Saturday, December 11, 2004

Weird people I know

Having weird friends is fun, but unsettling at times. I am not complaining here - thanks to these chaps, I always have funny stories to tell people, but just when I feel confident that nothing these guys can do would surprise me anymore, they rattle the confidence.

A few nights ago, we - Kakkar, Shrik, and yours truly - made one of our too-late-in-the-night-to-be-decent visits to a friend's place, and created enough ruckus to wake her poor husband up, who staggered into the living room with an expression that initially reminded me of what Jack - the chap who climbed all those mutant beanstalks - may have seen when the giant lumbered towards him. The expression changed to one of resigned recognition, and after mumbled hellos and a 'happy birthday' thrown at me, he promptly fell asleep where he sat. Probably because Shrik, within five minutes of arrival, had fallen asleep in the most comfortable
divan in the room, thus preventing the head of the household from roosting in what may have been his favourite spot.

After conversation had died down to the level of discussing the latest game the couple had loaded on their computer, we decided it was a clear cue for us to exit smiling - we gracefully withdrew, with Shrik - fast asleep and grinning from ear to ear - in tow. Kakkar was not one to let a few drinks go to his head - or so I thought until that night - and pulled his car out, turned on the heater, even played some soothing music for Shrik's benefit - the man was continuing his sleep in the back seat... I could not make out if he was still grinning owing to the subdued lighting - and moved on into the cold night, with the usual dogs chasing us on the street.

In Pune, as with any other place in the country, one can always count on dogs chasing all objects that move in the night. It is more or less the dog's birthright to do so, and they have never been discouraged, except perhaps by irate cyclists wearing heavy boots. The dog chasing us was looking at a small period of excitement in a dull night, chasing a car for about twenty metres or so and then returning to its pack with the air of "the triumphant return". It was in for a bit of a surprise. Kakkar, otherwise a tolerant chap, has never liked dogs barking at him, and has on occasion tried to tell this to our neighbour's dog, not that it listened very carefully . Tonight our man decided enough was enough. and before I realized what was happening, we were going in circles, with the dog firmly fixed in the headlamp beams. Now one can imagine the poor animal's shock when the retreating prey turns back and gives it the run of its life, and if it could talk, it would've probably let out a few surprised exclamations, beginning with "What the-" and ending with a string of profanities.
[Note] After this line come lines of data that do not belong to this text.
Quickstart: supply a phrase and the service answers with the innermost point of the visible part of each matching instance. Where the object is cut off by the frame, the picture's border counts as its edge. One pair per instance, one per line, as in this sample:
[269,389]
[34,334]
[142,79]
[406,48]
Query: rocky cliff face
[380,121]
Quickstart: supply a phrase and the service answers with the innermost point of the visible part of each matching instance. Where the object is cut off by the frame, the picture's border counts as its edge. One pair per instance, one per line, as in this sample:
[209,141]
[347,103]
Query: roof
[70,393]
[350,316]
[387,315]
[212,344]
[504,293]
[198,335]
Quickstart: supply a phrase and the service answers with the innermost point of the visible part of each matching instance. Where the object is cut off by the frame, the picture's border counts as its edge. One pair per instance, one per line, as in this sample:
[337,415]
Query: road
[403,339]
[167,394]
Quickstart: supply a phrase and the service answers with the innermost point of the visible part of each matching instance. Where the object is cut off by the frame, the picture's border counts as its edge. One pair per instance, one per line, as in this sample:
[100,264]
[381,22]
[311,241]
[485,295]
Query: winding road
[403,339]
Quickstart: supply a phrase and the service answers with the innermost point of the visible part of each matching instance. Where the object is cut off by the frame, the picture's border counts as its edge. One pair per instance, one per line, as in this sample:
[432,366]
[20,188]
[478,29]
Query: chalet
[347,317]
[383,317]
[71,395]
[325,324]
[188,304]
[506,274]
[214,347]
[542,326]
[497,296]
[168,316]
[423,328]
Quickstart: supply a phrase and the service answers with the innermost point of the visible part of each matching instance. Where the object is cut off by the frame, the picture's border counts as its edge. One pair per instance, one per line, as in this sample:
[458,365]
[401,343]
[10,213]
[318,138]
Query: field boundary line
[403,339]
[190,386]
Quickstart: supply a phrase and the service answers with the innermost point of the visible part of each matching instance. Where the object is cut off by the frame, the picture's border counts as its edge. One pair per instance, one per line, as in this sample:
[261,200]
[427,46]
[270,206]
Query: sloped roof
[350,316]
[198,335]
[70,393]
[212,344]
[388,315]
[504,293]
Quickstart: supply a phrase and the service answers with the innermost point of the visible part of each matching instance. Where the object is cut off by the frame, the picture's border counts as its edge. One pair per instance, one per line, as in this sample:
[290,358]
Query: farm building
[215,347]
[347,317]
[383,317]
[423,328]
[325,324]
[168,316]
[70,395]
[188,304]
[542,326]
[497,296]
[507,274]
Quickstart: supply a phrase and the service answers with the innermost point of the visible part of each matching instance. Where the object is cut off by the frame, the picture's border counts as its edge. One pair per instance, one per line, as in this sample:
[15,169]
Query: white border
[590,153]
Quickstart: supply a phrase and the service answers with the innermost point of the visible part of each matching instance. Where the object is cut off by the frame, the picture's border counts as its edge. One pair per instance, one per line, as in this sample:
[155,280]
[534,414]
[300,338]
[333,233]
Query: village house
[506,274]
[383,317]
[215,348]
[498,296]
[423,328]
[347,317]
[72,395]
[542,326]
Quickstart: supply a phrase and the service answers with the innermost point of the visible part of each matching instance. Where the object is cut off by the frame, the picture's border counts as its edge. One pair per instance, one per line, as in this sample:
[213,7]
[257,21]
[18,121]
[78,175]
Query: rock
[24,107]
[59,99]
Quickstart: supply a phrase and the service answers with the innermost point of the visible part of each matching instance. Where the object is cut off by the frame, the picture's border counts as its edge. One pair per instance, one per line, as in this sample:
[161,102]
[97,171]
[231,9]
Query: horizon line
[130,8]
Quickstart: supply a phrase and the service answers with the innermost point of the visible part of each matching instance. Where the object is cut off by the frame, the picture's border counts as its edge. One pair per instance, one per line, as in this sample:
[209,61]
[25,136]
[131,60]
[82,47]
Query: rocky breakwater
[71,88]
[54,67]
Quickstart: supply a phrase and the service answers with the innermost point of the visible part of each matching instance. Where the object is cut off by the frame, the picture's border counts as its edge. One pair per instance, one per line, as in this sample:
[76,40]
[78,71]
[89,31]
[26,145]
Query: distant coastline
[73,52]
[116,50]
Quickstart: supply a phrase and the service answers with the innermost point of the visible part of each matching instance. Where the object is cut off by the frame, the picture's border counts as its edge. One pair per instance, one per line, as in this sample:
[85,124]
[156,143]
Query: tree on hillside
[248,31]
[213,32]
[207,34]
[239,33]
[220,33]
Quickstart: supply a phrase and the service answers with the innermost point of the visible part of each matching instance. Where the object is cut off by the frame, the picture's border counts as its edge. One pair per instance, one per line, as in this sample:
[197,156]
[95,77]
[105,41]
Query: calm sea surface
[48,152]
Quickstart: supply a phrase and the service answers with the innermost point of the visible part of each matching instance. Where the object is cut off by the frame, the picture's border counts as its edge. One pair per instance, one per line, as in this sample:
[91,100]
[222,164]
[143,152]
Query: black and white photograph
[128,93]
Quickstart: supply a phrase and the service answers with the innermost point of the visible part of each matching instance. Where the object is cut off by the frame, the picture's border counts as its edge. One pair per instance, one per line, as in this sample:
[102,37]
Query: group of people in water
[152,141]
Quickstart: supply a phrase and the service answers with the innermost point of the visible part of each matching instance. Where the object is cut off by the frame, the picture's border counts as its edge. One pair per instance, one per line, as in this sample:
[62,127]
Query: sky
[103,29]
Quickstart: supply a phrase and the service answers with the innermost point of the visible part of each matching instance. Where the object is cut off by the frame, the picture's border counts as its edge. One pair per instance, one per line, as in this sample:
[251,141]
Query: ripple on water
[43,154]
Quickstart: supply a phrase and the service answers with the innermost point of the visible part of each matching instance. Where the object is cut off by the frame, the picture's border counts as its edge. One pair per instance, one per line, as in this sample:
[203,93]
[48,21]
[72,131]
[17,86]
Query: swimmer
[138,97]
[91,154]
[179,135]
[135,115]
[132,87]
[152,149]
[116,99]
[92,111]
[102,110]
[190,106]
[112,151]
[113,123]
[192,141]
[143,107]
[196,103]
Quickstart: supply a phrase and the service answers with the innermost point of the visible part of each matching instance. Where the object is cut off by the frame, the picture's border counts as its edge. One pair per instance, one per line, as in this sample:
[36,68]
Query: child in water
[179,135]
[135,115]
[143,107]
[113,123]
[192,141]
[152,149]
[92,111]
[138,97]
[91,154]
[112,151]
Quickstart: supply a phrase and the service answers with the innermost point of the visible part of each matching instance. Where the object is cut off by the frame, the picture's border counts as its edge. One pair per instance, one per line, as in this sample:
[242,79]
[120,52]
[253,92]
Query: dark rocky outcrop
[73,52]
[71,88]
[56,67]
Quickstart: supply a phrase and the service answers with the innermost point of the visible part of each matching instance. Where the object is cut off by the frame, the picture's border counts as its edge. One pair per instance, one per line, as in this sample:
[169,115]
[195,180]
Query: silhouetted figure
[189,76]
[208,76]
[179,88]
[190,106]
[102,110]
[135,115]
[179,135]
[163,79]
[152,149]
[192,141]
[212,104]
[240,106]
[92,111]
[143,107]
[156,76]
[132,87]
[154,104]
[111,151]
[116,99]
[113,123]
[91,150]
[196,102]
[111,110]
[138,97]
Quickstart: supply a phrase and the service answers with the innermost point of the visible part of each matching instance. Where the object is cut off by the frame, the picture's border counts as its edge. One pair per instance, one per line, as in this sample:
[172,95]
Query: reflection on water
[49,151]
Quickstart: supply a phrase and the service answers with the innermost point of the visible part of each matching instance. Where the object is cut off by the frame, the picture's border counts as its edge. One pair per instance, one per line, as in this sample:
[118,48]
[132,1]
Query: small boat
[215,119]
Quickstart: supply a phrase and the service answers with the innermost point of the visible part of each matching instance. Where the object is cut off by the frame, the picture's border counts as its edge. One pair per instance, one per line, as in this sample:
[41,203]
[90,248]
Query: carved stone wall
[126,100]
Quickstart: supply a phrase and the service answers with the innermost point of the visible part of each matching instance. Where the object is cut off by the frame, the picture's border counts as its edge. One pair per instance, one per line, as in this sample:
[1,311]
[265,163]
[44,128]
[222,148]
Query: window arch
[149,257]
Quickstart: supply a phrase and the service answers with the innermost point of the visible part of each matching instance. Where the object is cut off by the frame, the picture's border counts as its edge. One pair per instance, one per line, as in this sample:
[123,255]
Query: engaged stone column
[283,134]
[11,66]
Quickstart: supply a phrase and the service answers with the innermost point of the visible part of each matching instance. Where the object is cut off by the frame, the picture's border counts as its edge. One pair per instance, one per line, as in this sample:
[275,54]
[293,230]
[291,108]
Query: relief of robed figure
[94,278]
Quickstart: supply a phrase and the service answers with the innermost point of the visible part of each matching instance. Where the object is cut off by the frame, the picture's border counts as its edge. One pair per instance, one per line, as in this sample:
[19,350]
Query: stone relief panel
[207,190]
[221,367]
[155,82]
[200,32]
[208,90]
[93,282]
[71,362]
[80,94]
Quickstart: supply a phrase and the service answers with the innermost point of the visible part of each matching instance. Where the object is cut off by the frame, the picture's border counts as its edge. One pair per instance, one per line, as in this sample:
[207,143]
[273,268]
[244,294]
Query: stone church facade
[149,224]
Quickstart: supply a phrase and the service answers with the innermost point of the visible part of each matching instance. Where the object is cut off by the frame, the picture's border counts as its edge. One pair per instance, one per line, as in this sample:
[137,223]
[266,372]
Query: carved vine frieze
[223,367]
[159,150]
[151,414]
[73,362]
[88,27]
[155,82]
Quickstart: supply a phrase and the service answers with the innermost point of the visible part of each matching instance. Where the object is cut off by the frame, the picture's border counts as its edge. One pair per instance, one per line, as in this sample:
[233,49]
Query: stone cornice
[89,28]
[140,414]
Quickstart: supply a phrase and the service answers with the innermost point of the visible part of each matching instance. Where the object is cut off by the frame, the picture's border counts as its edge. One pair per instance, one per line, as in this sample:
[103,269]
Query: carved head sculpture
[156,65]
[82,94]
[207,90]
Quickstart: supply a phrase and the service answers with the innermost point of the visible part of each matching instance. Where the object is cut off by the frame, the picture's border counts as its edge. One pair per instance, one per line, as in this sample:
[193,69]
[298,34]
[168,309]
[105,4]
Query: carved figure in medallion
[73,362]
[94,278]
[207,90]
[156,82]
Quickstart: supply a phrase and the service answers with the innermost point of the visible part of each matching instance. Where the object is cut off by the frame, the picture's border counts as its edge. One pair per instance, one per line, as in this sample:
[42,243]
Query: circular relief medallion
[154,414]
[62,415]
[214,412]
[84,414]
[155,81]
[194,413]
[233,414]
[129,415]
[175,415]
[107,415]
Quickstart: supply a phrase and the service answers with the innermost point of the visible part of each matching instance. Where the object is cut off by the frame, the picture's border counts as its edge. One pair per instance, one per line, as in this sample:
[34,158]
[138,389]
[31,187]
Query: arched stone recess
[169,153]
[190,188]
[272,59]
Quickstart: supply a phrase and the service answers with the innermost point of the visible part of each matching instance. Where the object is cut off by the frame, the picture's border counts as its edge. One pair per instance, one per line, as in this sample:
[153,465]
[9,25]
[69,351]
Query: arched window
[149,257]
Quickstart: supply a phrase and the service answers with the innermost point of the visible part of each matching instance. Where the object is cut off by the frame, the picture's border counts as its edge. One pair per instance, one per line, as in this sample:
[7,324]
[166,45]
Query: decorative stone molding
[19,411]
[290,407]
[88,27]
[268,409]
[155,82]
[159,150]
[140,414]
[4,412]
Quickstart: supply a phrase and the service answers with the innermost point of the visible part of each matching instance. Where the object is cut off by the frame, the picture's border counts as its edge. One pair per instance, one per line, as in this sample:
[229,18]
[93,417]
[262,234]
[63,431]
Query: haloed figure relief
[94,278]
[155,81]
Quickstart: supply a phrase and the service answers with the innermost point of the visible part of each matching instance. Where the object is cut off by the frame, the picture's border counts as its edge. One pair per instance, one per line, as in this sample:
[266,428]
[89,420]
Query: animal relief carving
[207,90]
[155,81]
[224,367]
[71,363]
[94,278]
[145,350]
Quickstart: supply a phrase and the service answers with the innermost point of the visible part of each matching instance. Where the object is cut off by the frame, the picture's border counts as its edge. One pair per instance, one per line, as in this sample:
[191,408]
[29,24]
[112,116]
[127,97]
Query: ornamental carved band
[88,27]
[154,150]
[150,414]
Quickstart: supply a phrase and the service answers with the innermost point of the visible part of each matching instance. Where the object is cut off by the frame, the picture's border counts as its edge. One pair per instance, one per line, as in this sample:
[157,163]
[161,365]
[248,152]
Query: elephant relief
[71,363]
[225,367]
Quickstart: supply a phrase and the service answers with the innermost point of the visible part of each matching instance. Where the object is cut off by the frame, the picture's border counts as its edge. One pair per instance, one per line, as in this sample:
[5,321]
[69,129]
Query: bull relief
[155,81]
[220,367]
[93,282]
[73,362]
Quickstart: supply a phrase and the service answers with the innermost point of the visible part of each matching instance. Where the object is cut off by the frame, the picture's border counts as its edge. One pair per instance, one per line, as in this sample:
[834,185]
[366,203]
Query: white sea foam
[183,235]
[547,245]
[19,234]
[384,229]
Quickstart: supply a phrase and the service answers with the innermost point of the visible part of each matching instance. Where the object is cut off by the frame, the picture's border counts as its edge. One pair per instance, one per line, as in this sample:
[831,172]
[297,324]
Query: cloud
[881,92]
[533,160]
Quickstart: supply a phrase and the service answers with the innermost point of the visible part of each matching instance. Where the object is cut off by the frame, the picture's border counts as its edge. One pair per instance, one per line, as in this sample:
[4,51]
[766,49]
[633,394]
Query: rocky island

Now like I said, the transition from the chased to the chaser was so sudden that I had only time to hold on to the B-pillar, exclaim "What the-" and let out a string of profanities. But I am an ordinary chap whose idea of excellent physical shape is being able to walk down two flights of stairs to my bike and back. Shrik, on the other hand, bench-presses pickup trucks and bicycles down the length of the Konkan coast before breakfast. Thus he has always had amazingly low response times to sudden changes in motion/mood/relative humidity and so on. Thus, while I was still trying to realize what the heck was going on, Shrik had got an immediate grasp of the situation, and
laughed. I mean, not the hysterical laughs that I heard myself laugh when I went down one of those slippery tubes to hell in one of those amusement parks, but the real thing. The laughter seemed to indicate that he regarded chasing dogs down streets in the middle of the night, scaring them out of their wits, as a fine idea.

Now if I'm conveying the idea that these people are the animal cruelty sponsors, I'm not good at this. No, they are otherwise nice to animals, and some people as well. Kakkar, for example, was careful not to catch up with the dog, though it may have been for the fun of prolonging the race, and once he got bored of the activity, we had an uneventful ride back to my place, barring the few detours to put other errant dogs in their place.

The neighbour's dog still barks at Kakkar. Thankfully the fence is high. Too high for Kakkar.